I have a pipeline for an SGE-based cluster which looks roughly like

import parsl
from parsl import bash_app

from parsl.channels import LocalChannel
from parsl.config import Config
from parsl.executors import HighThroughputExecutor
from parsl.providers import GridEngineProvider
from parsl.usage_tracking.levels import LEVEL_1

config = Config(
    executors=[
        HighThroughputExecutor(
            label=system,
            max_workers_per_node=1,
            worker_logdir_root=logdir_root,
            provider=GridEngineProvider(
                channel=LocalChannel(),
                nodes_per_block=1,
                init_blocks=1,
                max_blocks=1,
                walltime="00:30:00",
                scheduler_options='#$ -pe mpi 18',
                # Parsl python environment need to be loaded and activated also
                # on the compute node.
                worker_init="...", # here I'm manually loading shell script file (#3538) and activating Python environment (#3541)
            ),
        )
    ],
    #  AdHoc Clusters should not be setup with scaling strategy.
    strategy='none',
    usage_tracking=LEVEL_1,
)

@bash_app
def test():
    return 'echo hello world'

parsl.load(config)
test().result()

The bash app works all fine as far as I can tell (also the more complicated one I'm actually using, I'm showing here echo hello world just for simplicity), but the problem is that the job never finishes and is only killed by the scheduler when the requested is walltime is reached.

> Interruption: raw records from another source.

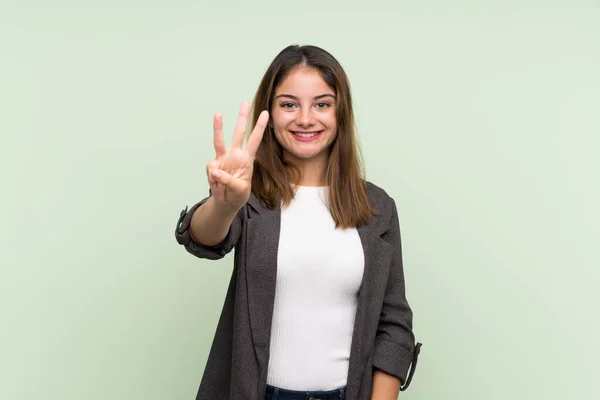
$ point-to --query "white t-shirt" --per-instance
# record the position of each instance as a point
(319, 272)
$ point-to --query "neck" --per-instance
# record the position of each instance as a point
(312, 171)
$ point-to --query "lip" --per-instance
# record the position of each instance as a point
(307, 139)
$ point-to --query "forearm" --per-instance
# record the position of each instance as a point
(210, 223)
(385, 386)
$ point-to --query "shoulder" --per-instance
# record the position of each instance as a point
(380, 199)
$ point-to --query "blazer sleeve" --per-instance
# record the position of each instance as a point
(395, 349)
(184, 235)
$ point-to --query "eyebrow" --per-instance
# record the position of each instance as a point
(297, 99)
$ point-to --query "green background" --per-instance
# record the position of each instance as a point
(481, 119)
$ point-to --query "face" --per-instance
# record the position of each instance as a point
(304, 116)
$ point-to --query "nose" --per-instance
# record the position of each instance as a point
(305, 117)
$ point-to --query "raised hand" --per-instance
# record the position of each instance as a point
(230, 173)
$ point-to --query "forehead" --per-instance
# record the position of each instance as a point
(303, 81)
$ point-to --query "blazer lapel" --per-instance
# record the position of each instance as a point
(378, 257)
(263, 226)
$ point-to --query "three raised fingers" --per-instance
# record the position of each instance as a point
(240, 128)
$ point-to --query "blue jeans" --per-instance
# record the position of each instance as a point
(275, 393)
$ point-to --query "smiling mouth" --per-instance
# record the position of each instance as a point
(306, 134)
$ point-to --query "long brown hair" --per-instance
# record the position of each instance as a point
(348, 201)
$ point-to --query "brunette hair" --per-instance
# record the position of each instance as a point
(348, 201)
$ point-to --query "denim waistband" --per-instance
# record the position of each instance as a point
(275, 393)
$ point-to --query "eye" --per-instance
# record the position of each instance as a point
(322, 106)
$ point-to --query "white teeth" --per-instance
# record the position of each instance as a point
(306, 134)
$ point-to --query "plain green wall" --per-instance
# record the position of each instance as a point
(481, 120)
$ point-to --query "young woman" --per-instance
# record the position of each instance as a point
(316, 306)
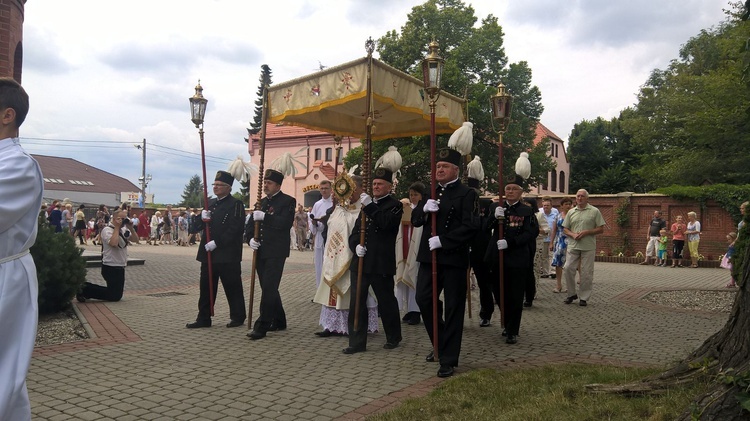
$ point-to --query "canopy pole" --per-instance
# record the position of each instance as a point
(366, 175)
(259, 197)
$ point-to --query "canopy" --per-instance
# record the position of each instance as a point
(334, 101)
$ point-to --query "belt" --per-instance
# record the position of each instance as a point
(14, 257)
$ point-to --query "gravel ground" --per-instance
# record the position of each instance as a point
(715, 300)
(59, 328)
(65, 327)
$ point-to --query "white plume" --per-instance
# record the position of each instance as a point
(475, 169)
(461, 140)
(390, 160)
(241, 170)
(285, 163)
(523, 165)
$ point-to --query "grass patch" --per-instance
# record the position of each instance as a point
(554, 392)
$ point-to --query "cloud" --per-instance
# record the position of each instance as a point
(618, 24)
(42, 52)
(176, 54)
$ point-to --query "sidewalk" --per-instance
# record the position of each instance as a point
(144, 364)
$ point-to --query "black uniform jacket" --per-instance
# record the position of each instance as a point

The submit job script looks like

#!/bin/bash
#$ -S /bin/bash
#$ -o ...
#$ -e ...
#$ -cwd
#$ -l h_rt=00:30:00
#$ -pe mpi 18

# here I activate the Python environment...

export JOBNAME="..."

set -e
export CORES=$(getconf _NPROCESSORS_ONLN)
[[ "1" == "1" ]] && echo "Found cores : $CORES"
WORKERCOUNT=1
FAILONANY=0
PIDS=""

CMD() {
process_worker_pool.py  --max_workers_per_node=1 -a 10.34.0.15,127.0.0.1,10.28.101.3,193.60.238.110,10.128.20.15,192.168.122.1,10.128.24.15 -p 0 -c 1.0 -m None --poll 10 --task_port=54459 --result_port=54664 --cert_dir None --logdir=...--block_id=0 --hb_period=30  --hb_threshold=120 --drain_period=None --cpu-affinity none  --mpi-launcher=mpiexec --available-accelerators 
}
for COUNT in $(seq 1 1 $WORKERCOUNT); do
    [[ "1" == "1" ]] && echo "Launching worker: $COUNT"
    CMD $COUNT &
    PIDS="$PIDS $!"
done

ALLFAILED=1
ANYFAILED=0
for PID in $PIDS ; do
    wait $PID
    if [ "$?" != "0" ]; then
        ANYFAILED=1
    else
        ALLFAILED=0
    fi
done

[[ "1" == "1" ]] && echo "All workers done"
if [ "$FAILONANY" == "1" ]; then
    exit $ANYFAILED
else
    exit $ALLFAILED
fi

I can't spot anything wrong with the job script options, my understanding is that process_worker_pool.py never finishes and wait $PID waits forever. I also don't know if this is really specific to SGE, this is just where I'm experiencing the issue.

To Reproduce

Steps to reproduce the behavior, for e.g:

  1. Setup Parsl 2024.07.15 with Python 3.11.3 on cluster
  2. Run the pipeline above
  3. Wait for the job to finish
  4. Realise the app ran successfully in few minutes/seconds, but the job had to wait the walltime to be released

Expected behavior

Ideally the job would finish when the app work is done, not until the walltime, which may be set conservatively large, and it's a waste of resources to keep a node busy for doing exactly nothing.

Environment

Distributed Environment

benclifford commented 1 month ago

How this is meant to work is that the Parsl scaling code - the same code that submits the batch job - is also meant to cancel the batch job at exit. That's what is meant to kill process worker pools, rather than the pools exiting themselves.

You need to shut down parsl to do that though -- this used to happen at exit of the workflow script automatically, but modern Python is increasingly hostile to doing complicated things at Python shutdown and so this was removed in PR #3165

You can use Parsl as a context manager like this:

with parsl.load(config)
    test().result()

and when the with block exits, Parsl will shut down.

That's the point at which batch jobs should be cancelled. You should see that happen in parsl.log along with a load of other shutdown stuff happening.

If you are still getting leftover batch jobs even with with, attach a full parsl.log from your example above and I'll have a look for anything obviously weird.